A segunda parte é centrada em Claire e na aproximação do planeta Melancholia. Ao contrário da irmã Justine, Claire vive uma existência familiar mais estável e se sente feliz com ela. A chega do planeta é vista pela personagem como algo amedrontador e logo seu ser entra em desespero, mesmo com as tentativas de John, seu marido, em acalmá-la. Em contraponto, Justine passa a observar a aproximação da morte como algo indiferente. Aos poucos, o alívio toma conta de si, o que nos leva a inferir a imensidão de desgosto pela vida. A morte marca o horizonte de expectativa das duas irmãs, mas de formas diferentes: uma a vê como perda de uma vida bela e plenamente vivida enquanto a outra encara o fim de sua experiência temporal como uma fuga de todo sofrimento que toma conta de si.

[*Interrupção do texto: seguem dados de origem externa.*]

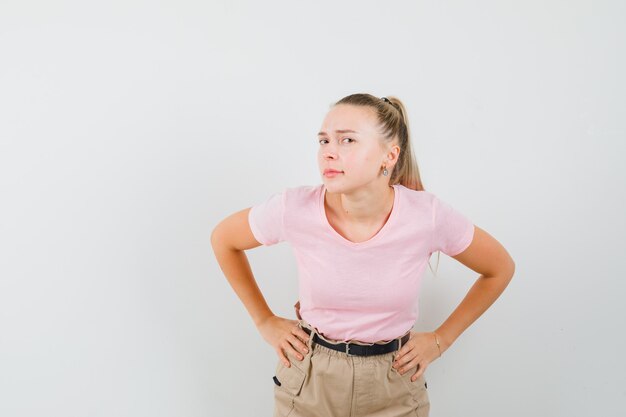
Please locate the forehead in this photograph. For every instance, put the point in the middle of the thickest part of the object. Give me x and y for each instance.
(344, 116)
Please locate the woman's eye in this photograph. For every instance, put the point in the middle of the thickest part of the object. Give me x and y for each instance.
(324, 140)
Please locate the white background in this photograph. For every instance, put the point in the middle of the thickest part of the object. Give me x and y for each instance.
(129, 129)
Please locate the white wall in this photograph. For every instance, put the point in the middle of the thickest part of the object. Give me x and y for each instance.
(129, 129)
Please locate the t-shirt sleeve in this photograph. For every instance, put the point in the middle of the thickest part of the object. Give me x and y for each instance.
(452, 231)
(266, 219)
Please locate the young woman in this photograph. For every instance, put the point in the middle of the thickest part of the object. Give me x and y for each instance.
(362, 240)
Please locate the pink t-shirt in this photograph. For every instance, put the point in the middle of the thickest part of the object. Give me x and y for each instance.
(366, 291)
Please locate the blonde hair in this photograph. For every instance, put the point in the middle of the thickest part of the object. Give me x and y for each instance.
(392, 117)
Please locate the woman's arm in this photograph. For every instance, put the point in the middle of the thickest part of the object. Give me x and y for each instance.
(230, 238)
(489, 258)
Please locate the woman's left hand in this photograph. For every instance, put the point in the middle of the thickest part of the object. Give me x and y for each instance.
(421, 349)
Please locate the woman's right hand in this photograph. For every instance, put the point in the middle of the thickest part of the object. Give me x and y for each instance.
(285, 335)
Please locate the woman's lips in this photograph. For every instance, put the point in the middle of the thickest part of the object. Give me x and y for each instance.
(331, 173)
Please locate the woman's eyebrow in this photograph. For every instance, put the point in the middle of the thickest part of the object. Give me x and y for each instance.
(338, 131)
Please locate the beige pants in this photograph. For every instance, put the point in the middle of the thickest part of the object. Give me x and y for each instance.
(330, 383)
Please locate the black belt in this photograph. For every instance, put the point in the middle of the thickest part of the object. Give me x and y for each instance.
(353, 349)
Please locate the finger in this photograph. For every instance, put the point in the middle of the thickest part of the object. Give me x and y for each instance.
(421, 367)
(283, 358)
(290, 350)
(401, 357)
(302, 336)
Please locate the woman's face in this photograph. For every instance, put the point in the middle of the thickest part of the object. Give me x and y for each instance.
(350, 142)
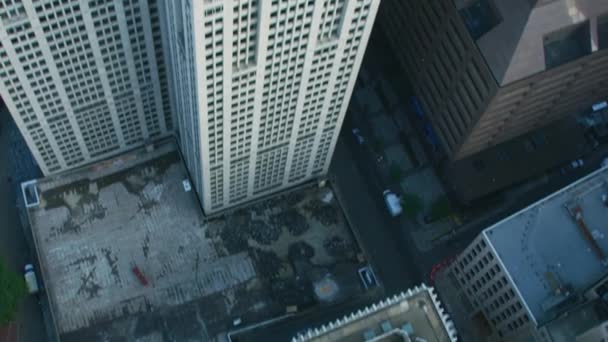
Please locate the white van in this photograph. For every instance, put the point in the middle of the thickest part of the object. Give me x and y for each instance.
(393, 203)
(30, 279)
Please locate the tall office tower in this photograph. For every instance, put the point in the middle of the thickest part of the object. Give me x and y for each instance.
(542, 272)
(486, 71)
(260, 89)
(81, 78)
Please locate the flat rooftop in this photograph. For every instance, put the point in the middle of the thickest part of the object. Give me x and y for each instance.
(97, 227)
(513, 33)
(414, 314)
(544, 249)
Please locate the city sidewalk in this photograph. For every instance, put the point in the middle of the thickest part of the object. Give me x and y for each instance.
(397, 153)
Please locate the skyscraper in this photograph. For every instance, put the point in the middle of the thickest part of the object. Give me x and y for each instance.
(83, 80)
(542, 263)
(486, 71)
(260, 89)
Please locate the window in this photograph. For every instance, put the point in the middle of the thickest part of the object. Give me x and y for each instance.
(480, 16)
(567, 44)
(602, 31)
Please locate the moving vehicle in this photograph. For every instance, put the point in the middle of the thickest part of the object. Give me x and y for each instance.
(30, 279)
(367, 277)
(393, 203)
(358, 136)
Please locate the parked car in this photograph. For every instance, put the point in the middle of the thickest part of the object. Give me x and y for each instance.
(393, 203)
(30, 279)
(358, 136)
(367, 277)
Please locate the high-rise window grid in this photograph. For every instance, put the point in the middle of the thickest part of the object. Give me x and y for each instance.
(263, 104)
(65, 79)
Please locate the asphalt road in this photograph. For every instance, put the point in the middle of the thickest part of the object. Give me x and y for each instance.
(385, 240)
(13, 246)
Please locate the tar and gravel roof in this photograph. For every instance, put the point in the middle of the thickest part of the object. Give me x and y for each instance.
(542, 245)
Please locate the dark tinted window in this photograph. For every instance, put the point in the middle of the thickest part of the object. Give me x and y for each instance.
(480, 16)
(567, 44)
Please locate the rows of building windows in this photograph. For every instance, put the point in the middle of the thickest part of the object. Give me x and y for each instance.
(301, 157)
(239, 179)
(331, 18)
(270, 168)
(214, 65)
(286, 52)
(136, 17)
(487, 287)
(96, 126)
(11, 11)
(241, 118)
(244, 33)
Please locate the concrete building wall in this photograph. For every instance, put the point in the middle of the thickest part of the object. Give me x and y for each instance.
(471, 105)
(270, 83)
(448, 74)
(489, 290)
(80, 79)
(538, 100)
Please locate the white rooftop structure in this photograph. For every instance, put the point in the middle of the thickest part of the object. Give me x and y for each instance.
(415, 315)
(556, 247)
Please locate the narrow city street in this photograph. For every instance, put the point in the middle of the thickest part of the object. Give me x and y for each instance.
(13, 246)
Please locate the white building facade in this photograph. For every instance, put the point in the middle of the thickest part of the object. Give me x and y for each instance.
(83, 80)
(260, 89)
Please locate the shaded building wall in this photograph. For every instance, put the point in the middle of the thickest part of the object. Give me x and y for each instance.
(442, 63)
(539, 100)
(458, 92)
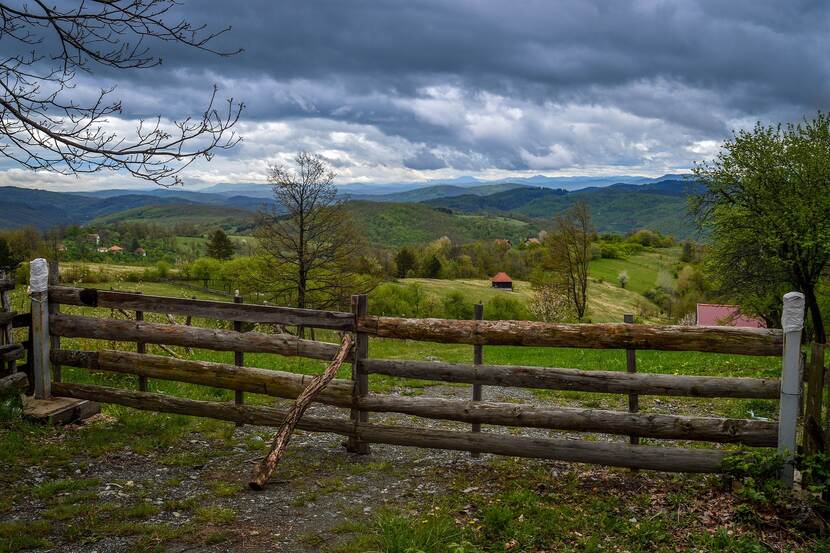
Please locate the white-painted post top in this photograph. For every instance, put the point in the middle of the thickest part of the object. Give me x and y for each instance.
(38, 275)
(792, 317)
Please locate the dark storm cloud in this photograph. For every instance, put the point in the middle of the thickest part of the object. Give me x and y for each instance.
(483, 85)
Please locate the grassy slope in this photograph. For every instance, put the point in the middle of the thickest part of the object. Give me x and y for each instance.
(158, 434)
(606, 301)
(168, 215)
(642, 268)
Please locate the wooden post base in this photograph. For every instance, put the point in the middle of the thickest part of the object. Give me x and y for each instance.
(59, 410)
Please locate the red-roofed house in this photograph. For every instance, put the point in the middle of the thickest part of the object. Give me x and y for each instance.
(502, 280)
(713, 314)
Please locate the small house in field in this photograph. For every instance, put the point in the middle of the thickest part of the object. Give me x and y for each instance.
(502, 280)
(714, 314)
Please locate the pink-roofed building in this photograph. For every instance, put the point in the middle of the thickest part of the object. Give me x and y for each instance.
(714, 314)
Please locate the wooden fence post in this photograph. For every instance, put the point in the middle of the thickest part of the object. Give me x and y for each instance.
(141, 347)
(360, 308)
(792, 321)
(238, 356)
(6, 284)
(631, 367)
(39, 293)
(478, 359)
(813, 435)
(54, 308)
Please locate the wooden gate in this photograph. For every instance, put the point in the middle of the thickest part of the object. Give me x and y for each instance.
(355, 395)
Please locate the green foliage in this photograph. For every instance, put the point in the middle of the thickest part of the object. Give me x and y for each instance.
(405, 262)
(8, 259)
(205, 268)
(815, 470)
(768, 205)
(432, 269)
(219, 246)
(758, 472)
(504, 308)
(456, 306)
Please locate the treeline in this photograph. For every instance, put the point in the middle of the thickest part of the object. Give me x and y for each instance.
(444, 259)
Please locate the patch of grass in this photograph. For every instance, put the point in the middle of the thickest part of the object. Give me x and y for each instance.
(22, 535)
(215, 515)
(52, 488)
(225, 489)
(140, 510)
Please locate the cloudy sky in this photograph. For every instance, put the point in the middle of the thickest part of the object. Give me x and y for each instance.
(400, 91)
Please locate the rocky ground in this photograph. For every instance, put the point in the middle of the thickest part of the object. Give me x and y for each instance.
(192, 495)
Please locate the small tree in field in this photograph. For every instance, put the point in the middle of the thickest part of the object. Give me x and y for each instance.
(309, 247)
(767, 202)
(219, 246)
(569, 253)
(623, 278)
(405, 261)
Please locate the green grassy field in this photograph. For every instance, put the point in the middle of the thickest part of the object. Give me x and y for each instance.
(526, 506)
(643, 268)
(607, 302)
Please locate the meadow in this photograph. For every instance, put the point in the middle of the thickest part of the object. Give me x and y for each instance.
(505, 504)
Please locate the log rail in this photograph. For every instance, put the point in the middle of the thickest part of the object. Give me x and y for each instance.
(339, 393)
(741, 341)
(352, 395)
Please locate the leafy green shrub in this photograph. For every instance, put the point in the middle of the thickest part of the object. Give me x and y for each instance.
(758, 473)
(503, 308)
(456, 306)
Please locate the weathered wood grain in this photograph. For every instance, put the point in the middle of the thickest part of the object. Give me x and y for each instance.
(249, 313)
(674, 427)
(263, 471)
(11, 352)
(15, 382)
(75, 326)
(218, 375)
(743, 341)
(579, 380)
(670, 459)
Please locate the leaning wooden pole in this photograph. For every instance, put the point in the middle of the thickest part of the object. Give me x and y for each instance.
(266, 468)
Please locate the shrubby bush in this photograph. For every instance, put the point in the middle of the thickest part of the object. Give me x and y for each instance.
(504, 308)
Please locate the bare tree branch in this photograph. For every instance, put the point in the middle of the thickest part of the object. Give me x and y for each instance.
(43, 128)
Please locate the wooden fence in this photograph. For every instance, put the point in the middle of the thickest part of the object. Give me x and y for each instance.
(355, 395)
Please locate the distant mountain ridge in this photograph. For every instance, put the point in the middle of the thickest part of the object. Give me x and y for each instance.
(621, 207)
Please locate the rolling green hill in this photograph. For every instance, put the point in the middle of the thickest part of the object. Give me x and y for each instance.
(196, 214)
(397, 225)
(619, 208)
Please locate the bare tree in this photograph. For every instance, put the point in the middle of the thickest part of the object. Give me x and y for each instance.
(308, 242)
(43, 127)
(570, 253)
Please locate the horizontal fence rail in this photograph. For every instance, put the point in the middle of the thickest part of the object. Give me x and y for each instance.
(339, 393)
(76, 326)
(347, 394)
(743, 341)
(670, 459)
(248, 313)
(610, 382)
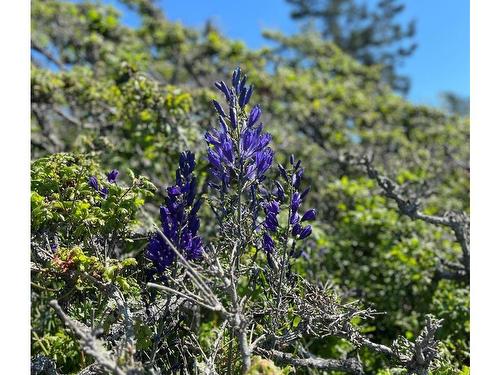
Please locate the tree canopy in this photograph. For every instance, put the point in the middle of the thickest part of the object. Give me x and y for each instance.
(389, 180)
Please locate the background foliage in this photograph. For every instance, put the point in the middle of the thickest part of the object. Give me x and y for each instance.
(107, 96)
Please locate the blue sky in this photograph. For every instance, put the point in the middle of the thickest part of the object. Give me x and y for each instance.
(440, 63)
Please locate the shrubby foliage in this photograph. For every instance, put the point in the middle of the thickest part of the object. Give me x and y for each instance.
(106, 96)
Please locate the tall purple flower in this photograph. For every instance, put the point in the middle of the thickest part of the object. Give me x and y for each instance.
(113, 175)
(241, 152)
(94, 184)
(179, 219)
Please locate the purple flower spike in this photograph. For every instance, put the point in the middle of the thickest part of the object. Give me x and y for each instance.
(93, 183)
(254, 115)
(113, 175)
(306, 232)
(267, 243)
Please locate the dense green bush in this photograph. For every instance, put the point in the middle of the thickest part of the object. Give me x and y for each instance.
(108, 96)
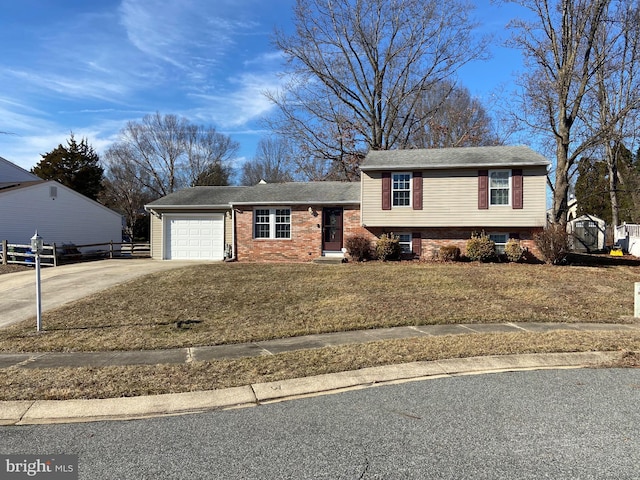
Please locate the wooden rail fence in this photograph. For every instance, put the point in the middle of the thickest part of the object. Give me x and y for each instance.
(54, 255)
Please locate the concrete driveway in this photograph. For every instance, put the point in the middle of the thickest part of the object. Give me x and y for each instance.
(67, 283)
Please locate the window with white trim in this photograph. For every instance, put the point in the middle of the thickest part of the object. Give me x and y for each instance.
(401, 189)
(406, 245)
(500, 239)
(274, 223)
(499, 187)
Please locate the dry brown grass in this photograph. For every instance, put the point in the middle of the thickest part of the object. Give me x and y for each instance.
(234, 303)
(108, 382)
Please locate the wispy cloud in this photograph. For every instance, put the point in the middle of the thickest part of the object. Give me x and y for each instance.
(188, 34)
(242, 101)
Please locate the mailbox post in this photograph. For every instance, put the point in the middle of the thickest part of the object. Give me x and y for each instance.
(36, 248)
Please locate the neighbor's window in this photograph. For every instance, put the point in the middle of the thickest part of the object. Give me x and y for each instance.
(401, 189)
(272, 223)
(500, 239)
(499, 187)
(405, 242)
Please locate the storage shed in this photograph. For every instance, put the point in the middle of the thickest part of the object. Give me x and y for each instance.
(587, 234)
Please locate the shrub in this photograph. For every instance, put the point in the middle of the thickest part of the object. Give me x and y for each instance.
(513, 250)
(481, 248)
(359, 247)
(449, 253)
(553, 243)
(388, 247)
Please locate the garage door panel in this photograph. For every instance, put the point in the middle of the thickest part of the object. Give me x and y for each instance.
(195, 237)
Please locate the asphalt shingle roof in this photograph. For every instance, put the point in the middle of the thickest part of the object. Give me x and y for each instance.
(467, 157)
(265, 194)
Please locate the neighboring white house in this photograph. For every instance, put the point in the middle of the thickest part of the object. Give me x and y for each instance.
(59, 214)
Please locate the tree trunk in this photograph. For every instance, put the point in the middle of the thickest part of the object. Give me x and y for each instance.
(612, 166)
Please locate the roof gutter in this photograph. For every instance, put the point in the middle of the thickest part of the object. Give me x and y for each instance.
(308, 202)
(150, 207)
(454, 166)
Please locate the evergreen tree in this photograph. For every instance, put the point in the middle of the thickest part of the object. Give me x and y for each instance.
(75, 165)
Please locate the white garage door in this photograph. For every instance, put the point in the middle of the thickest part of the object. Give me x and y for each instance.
(195, 237)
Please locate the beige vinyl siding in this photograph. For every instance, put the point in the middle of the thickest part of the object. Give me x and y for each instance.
(156, 237)
(228, 229)
(450, 198)
(157, 234)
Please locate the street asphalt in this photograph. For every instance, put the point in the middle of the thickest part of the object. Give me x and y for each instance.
(17, 293)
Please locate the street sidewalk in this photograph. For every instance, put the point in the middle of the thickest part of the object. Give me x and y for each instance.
(272, 347)
(64, 411)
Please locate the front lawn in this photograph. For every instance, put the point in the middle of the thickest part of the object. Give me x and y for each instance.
(231, 303)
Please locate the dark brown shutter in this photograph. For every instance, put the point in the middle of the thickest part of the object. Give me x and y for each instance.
(386, 190)
(417, 190)
(516, 185)
(483, 189)
(416, 244)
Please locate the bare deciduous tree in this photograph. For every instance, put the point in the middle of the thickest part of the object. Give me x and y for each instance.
(563, 60)
(615, 98)
(171, 153)
(272, 163)
(453, 118)
(359, 69)
(124, 191)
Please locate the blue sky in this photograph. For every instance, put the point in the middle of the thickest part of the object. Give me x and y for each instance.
(91, 66)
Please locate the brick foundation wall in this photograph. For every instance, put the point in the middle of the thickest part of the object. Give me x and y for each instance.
(433, 238)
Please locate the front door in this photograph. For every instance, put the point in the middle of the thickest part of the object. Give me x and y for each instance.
(332, 229)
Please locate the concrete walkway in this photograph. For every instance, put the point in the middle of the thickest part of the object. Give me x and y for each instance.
(58, 411)
(67, 283)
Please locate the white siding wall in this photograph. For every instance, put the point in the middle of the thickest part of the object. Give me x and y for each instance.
(450, 199)
(67, 218)
(12, 173)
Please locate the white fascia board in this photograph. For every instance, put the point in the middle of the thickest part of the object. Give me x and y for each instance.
(451, 166)
(285, 202)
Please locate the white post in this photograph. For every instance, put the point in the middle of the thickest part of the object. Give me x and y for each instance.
(38, 295)
(36, 247)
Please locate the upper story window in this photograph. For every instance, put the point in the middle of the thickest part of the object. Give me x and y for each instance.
(405, 242)
(274, 223)
(401, 189)
(499, 187)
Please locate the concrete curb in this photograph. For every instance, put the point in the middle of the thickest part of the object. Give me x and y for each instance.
(129, 408)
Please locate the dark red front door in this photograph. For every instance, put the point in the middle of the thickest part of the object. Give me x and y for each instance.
(332, 229)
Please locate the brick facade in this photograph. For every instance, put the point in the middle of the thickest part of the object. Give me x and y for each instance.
(434, 238)
(305, 243)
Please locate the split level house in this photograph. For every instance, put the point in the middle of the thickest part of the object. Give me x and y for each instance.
(59, 214)
(428, 198)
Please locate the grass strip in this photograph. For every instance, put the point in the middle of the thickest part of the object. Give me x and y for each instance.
(110, 382)
(234, 303)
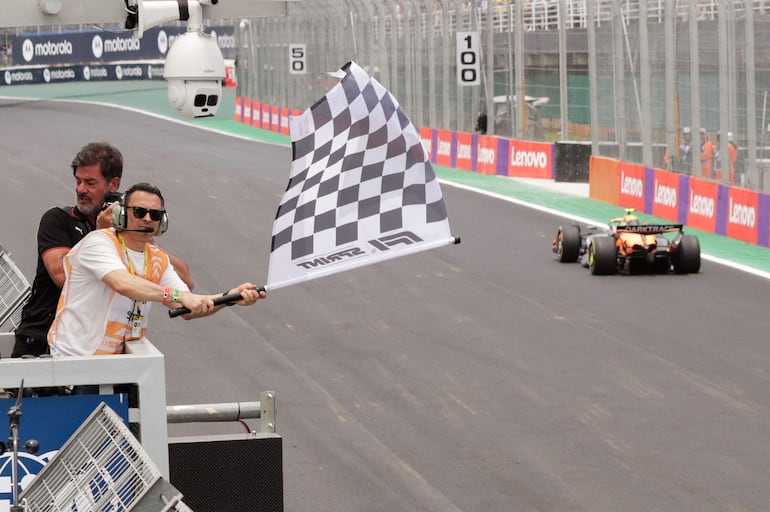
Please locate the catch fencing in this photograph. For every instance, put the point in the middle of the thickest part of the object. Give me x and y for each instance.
(629, 76)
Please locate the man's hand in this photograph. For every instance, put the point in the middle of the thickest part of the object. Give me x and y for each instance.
(249, 293)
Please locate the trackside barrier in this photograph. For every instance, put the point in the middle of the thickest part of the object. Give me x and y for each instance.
(701, 204)
(14, 291)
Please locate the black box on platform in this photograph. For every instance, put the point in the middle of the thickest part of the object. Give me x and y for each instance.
(572, 161)
(228, 473)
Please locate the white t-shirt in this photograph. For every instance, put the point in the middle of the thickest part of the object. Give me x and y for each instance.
(92, 318)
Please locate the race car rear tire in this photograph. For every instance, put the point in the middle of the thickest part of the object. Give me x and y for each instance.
(603, 258)
(687, 255)
(568, 244)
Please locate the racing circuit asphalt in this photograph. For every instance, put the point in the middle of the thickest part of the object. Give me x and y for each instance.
(482, 376)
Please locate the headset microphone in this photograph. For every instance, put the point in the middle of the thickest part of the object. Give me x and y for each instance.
(146, 229)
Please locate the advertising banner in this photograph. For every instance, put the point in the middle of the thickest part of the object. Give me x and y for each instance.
(256, 114)
(604, 179)
(284, 113)
(486, 159)
(631, 186)
(444, 147)
(742, 218)
(247, 110)
(104, 46)
(275, 118)
(663, 194)
(763, 227)
(702, 205)
(464, 155)
(266, 116)
(528, 159)
(426, 136)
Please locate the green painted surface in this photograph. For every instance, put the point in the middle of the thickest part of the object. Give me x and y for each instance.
(151, 97)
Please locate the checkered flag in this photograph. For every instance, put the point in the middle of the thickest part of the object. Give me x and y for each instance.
(361, 190)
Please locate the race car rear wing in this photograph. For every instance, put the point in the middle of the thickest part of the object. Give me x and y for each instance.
(648, 229)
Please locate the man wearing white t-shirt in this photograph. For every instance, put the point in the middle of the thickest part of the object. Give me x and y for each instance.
(114, 275)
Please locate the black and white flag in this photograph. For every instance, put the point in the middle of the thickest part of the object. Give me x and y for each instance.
(362, 189)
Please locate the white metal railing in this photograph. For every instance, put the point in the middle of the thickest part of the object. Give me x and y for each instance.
(143, 365)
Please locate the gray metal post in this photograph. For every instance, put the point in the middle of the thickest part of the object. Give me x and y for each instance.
(563, 78)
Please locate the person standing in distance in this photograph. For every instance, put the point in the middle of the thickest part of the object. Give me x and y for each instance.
(114, 275)
(97, 168)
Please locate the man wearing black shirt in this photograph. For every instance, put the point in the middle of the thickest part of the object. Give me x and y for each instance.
(97, 168)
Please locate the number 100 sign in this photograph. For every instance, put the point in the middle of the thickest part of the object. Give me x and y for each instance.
(468, 72)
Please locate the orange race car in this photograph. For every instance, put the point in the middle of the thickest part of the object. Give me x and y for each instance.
(628, 245)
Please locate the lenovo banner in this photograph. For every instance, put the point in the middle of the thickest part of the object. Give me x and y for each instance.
(530, 159)
(631, 186)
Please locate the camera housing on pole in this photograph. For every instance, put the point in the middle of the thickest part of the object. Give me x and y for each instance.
(194, 66)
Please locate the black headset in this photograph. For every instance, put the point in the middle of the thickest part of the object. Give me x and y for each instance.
(120, 220)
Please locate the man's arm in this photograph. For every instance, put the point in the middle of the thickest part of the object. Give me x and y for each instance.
(182, 269)
(137, 288)
(53, 259)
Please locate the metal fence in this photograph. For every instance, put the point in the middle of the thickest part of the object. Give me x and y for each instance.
(627, 75)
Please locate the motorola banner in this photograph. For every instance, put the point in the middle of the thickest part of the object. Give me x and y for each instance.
(89, 73)
(106, 46)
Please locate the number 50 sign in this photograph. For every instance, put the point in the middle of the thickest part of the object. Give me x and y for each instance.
(468, 58)
(297, 59)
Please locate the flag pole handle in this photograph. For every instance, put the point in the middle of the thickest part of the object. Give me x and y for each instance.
(224, 299)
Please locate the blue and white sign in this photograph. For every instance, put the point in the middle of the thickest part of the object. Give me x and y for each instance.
(50, 421)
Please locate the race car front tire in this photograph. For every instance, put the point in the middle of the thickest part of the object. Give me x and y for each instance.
(687, 255)
(568, 240)
(603, 257)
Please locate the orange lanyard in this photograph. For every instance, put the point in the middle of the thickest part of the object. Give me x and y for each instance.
(128, 257)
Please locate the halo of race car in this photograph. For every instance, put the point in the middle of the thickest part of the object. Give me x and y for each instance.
(626, 245)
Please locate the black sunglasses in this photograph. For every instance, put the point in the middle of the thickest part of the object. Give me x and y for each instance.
(140, 212)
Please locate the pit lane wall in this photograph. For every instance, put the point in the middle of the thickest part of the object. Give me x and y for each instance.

Neste sentido, questões psicológicas importantes se unem à exposição do ser-para-a-morte de Heidegger no entendimento deste filme. A experiência temporal afeta o modo como a morte é experimentada no seu desvelar, o que demonstra que mesmo a experiência final e absoluta da existência é marcada pela intencionalidade humana em seu devir. E é encarando a morte que as duas personagens, Justine e Claire, ao lado do filho desta última, protagonizam um dos finais mais poéticos e angustiantes de todos os filmes já vistos por mim, por mostrar ali, no limiar entra a consciência e seu aniquilamento, o quão de humanidade há em nós em nossos momentos mais reveladores.